Apr 26, 2011 07:00 GMT  ·  By

Astrobiologists now believe that life may in fact be able to survive, or even thrive, in a much wider array of environments than previously thought. The conclusion was drawn from a study that shows microbes to be largely unaffected by the gravitational forces that act upon them.

In other words, it would appear that these microorganisms can develop and multiply even in environments were gravity is a lot stronger or a lot weaker than it is here on Earth.

As such, it stands to reason that – given the right conditions – lifeforms may develop on planets that are similar to Earth in most aspects, but differ in terms of the gravitational pull they subject objects on their surface to.

Scientists explain that microbes were found to survive in 400,000 times the normal gravitational pull of Earth – this is called hypergravity. The most important implication of this new study is that life may have been brought here from outer space.

The work makes the case for a theory holding that the seeds of life were brought here on comets and asteroids coming in from the solar system or beyond. With the new data, experts are now certain that early microbes or bacteria were able to survive the devastating impacts their carriers produced.

“The number and types of environments that we now think life can inhabit in the Universe has expanded because of our study,” explains expert Shigeru Deguchi, who is based at the Japan Agency of Marine-Earth Science and Technology, in Yokosuka.

The expert was also the lead author of the new study, which was published in the April 25 issue of the esteemed journal Proceedings of the National Academy of Sciences (PNAS), Space reports.

In the experiments, the Japanese team analyzed the behavior of E. coli bacteria, an organism commonly used for such investigations.

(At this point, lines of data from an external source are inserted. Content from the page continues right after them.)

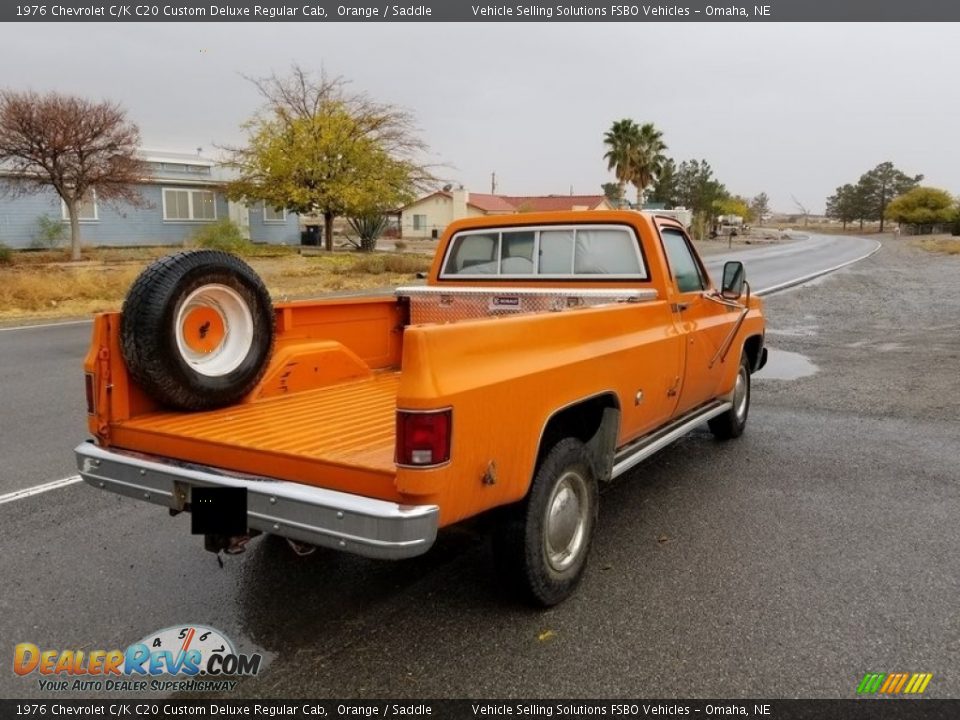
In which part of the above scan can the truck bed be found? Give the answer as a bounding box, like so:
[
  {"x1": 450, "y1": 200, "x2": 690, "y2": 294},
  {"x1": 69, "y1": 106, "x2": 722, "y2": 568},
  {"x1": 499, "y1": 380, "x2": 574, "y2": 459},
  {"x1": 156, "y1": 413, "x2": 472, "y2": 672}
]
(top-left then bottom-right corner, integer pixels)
[{"x1": 111, "y1": 371, "x2": 400, "y2": 488}]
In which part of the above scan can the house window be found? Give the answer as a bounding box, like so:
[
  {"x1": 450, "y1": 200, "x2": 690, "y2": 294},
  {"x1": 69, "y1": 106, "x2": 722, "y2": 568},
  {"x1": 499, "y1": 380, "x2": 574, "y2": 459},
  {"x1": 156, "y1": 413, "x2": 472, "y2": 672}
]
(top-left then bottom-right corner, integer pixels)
[
  {"x1": 413, "y1": 214, "x2": 427, "y2": 231},
  {"x1": 263, "y1": 204, "x2": 286, "y2": 222},
  {"x1": 163, "y1": 188, "x2": 217, "y2": 221},
  {"x1": 61, "y1": 191, "x2": 98, "y2": 222}
]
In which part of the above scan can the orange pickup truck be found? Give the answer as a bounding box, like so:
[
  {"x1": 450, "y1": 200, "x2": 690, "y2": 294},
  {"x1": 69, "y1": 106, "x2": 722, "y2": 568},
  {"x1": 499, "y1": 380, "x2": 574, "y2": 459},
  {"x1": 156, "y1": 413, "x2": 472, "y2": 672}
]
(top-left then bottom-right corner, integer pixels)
[{"x1": 76, "y1": 210, "x2": 766, "y2": 605}]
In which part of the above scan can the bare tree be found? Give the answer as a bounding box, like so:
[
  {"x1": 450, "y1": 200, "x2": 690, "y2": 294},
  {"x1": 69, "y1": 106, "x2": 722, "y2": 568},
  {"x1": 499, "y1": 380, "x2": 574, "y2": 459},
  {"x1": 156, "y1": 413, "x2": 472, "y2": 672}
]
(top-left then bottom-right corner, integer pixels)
[
  {"x1": 222, "y1": 65, "x2": 438, "y2": 251},
  {"x1": 791, "y1": 194, "x2": 811, "y2": 227},
  {"x1": 0, "y1": 90, "x2": 146, "y2": 260}
]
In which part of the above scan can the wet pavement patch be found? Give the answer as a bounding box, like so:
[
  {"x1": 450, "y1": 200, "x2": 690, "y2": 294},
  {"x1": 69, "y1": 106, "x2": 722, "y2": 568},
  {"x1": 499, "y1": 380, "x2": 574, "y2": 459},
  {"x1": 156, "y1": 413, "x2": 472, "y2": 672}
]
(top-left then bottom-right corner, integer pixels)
[{"x1": 754, "y1": 348, "x2": 818, "y2": 380}]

Cultures were placed inside a centrifuge, and the device spun so fast that it simulated 7,500 times the normal gravitational force that Earth produces.

Regardless of these savage conditions, the E. coli cultures were able to survive, multiply and grow unimpeded. “The finding was a total surprise to us, and stimulated our curiosity very much,” Deguchi says of the results.

“So we repeated [the] same experiments at higher G, and eventually found that E. coli proliferates even at 400,000 G, which was the highest gravity we could achieve by our instrument,” he goes on to say.

E. coli and Paracoccus denitrificans were the two microorganisms that managed to endure up to 400,000 G. But, of the five organisms the team studied, all were able to survive until at least 20,000 G.

“If life does exist in other places in the universe, our study provides further evidence that it could spread within solar systems by the mechanism often discussed in panspermia hypotheses – i.e., impact-based transport of meteorites between bodies of the same solar system,” Deguchi concludes.